MEMS Prototyping &
Process Development
We bridge the gap from academic proof-of-concept to commercial volume. Every project includes a digital process traveler to ensure your IP is portable and ready for seamless transfer to high-volume commercial foundries.
Bridging the Gap: We specialize in TRL 4–7
We take your academic-scale proof-of-concept and refine it into a robust, repeatable process ready for the commercial market. Our engineering team eliminates process drift before you scale.
Industry Verticals
Biotech & Microfluidics
SU-8 Masters • PDMS • Lab-on-a-Chip
Quantum & Photonics
E-Beam Litho • Dielectric Stacks
Medical Sensor Prototyping
Biocompatible Films • Encapsulation
IoT & Actuators
MEMS Sensors • DRIE • Piezoelectrics
Expert-Led Processing: Beyond the 'Black Box'
Standard foundries run fixed recipes. We run your recipe. Our senior process engineers understand the plasma physics inside the chamber, allowing for real-time tuning of bias power, gas ratios, and pressure to solve complex integration challenges that automated lines reject.

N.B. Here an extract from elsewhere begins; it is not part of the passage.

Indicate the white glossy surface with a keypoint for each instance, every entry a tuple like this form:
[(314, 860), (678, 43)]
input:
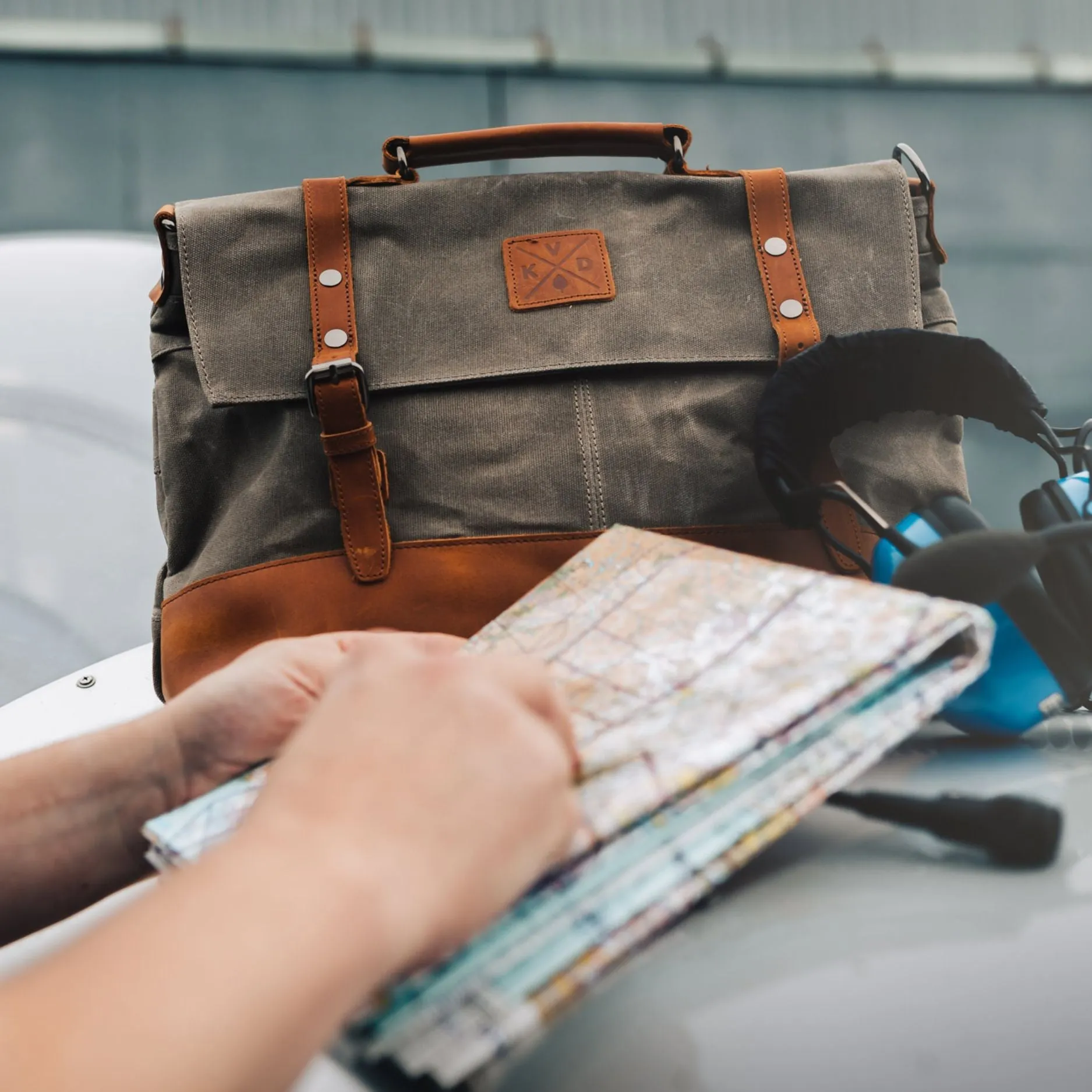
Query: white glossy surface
[(80, 541), (61, 710)]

Fig 1: Cross-section SEM of high-aspect-ratio Bosch DRIE.
Deep Silicon Etch (DRIE)
We utilize the Bosch Process on STS Pegasus tools to achieve high-aspect-ratio (>50:1) structures with vertical sidewalls (90° ± 1°). Parameter ramping is used to control profile evolution, minimizing 'footing' at the buried oxide layer in SOI wafers.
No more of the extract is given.